This report was originally published by EURODAD
G8 Debt Deal One Year On: What Happened and What Next?
Delivering on the multilateral debt cancellation deal announced by G8 Heads of State in Gleneagles exactly one year ago has been a bit like the journey between Mopti and Timbuktu: a long, arduous and bumpy ride; at times you think you’ll never arrive at your final destination but you get there in the end.On 1 July 2006, the World Bank and African Development Bank will start to deliver debt cancellation to 19 impoverished nations, 15 of which are in Sub-Saharan Africa. This is one full year following final announcement of the plan, during which time these countries have continued to make debt service repayments to these institutions. The IMF delivered its share (US$3.3 bn) of the debt cancellation six months earlier: on 6 January 2006. Two further countries also benefited from IMF debt cancellation: Cambodia and Tajikistan. The debt deal means that each year, over the next ten years, these 19 countries will save around US$1.1 bn in debt service repayments: money that can be used instead to invest in health, education and infrastructure.
What did the G8 promise?
So what exactly was promised by G8 Heads of State in Gleneagles last year?

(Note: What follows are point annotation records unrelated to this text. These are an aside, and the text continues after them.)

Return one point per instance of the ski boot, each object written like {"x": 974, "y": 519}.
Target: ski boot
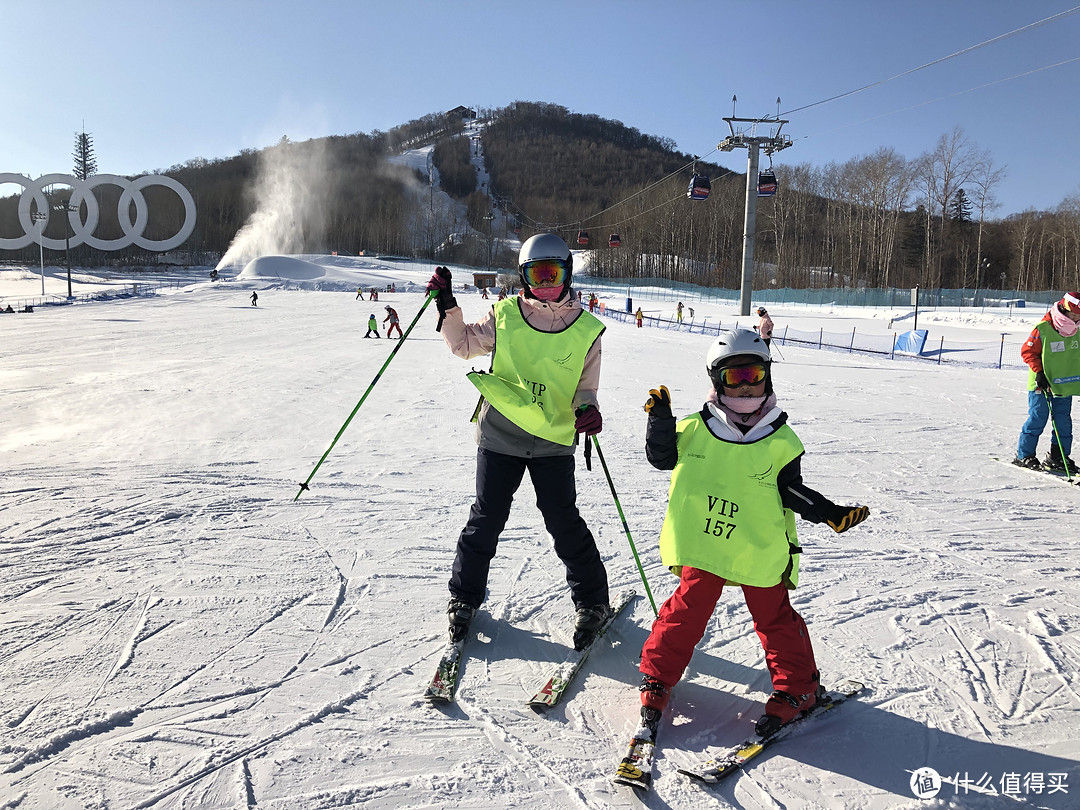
{"x": 588, "y": 623}
{"x": 460, "y": 615}
{"x": 1055, "y": 462}
{"x": 783, "y": 707}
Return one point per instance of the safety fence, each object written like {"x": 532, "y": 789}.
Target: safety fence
{"x": 877, "y": 297}
{"x": 1004, "y": 354}
{"x": 113, "y": 293}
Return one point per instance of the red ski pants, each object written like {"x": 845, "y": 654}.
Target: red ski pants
{"x": 685, "y": 615}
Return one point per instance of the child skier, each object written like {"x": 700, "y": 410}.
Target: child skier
{"x": 394, "y": 322}
{"x": 1052, "y": 352}
{"x": 539, "y": 394}
{"x": 764, "y": 325}
{"x": 736, "y": 482}
{"x": 373, "y": 325}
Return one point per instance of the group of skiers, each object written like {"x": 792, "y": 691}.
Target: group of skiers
{"x": 373, "y": 324}
{"x": 725, "y": 523}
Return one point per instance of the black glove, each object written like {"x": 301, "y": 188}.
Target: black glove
{"x": 841, "y": 518}
{"x": 660, "y": 403}
{"x": 440, "y": 283}
{"x": 589, "y": 420}
{"x": 1042, "y": 383}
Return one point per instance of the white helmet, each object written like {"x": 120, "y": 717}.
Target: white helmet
{"x": 732, "y": 342}
{"x": 545, "y": 246}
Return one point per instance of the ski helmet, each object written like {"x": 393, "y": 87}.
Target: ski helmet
{"x": 734, "y": 348}
{"x": 544, "y": 246}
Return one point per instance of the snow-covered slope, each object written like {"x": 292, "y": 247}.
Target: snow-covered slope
{"x": 177, "y": 632}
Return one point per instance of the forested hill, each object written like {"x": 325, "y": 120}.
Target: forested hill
{"x": 878, "y": 220}
{"x": 556, "y": 166}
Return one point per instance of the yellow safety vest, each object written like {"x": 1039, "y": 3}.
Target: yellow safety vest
{"x": 535, "y": 374}
{"x": 725, "y": 513}
{"x": 1061, "y": 361}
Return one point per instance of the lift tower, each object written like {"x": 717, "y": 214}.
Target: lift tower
{"x": 744, "y": 135}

The deal (now relabelled the Multilateral Debt Relief Initiative or MDRI) promised to cancel the debts of Heavily Indebted Poor Countries (HIPCs) to the IMF, World Bank and African Development Bank once they completed the HIPC Initiative debt reduction programme. The deal is worth approximately US$40 billion over the next 40 years. A further 10 countries could be included in the plan over the next two years bringing the total cost to US$55 billion. At the time, UK Chancellor Gordon Brown described the plan as a “historic breakthrough” and “the most comprehensive statement that finance ministers have ever made on the issues of debt, development, health and poverty”. But did campaigners feel this deal really went far enough? Did the deal cover 100% of countries and 100% of debts?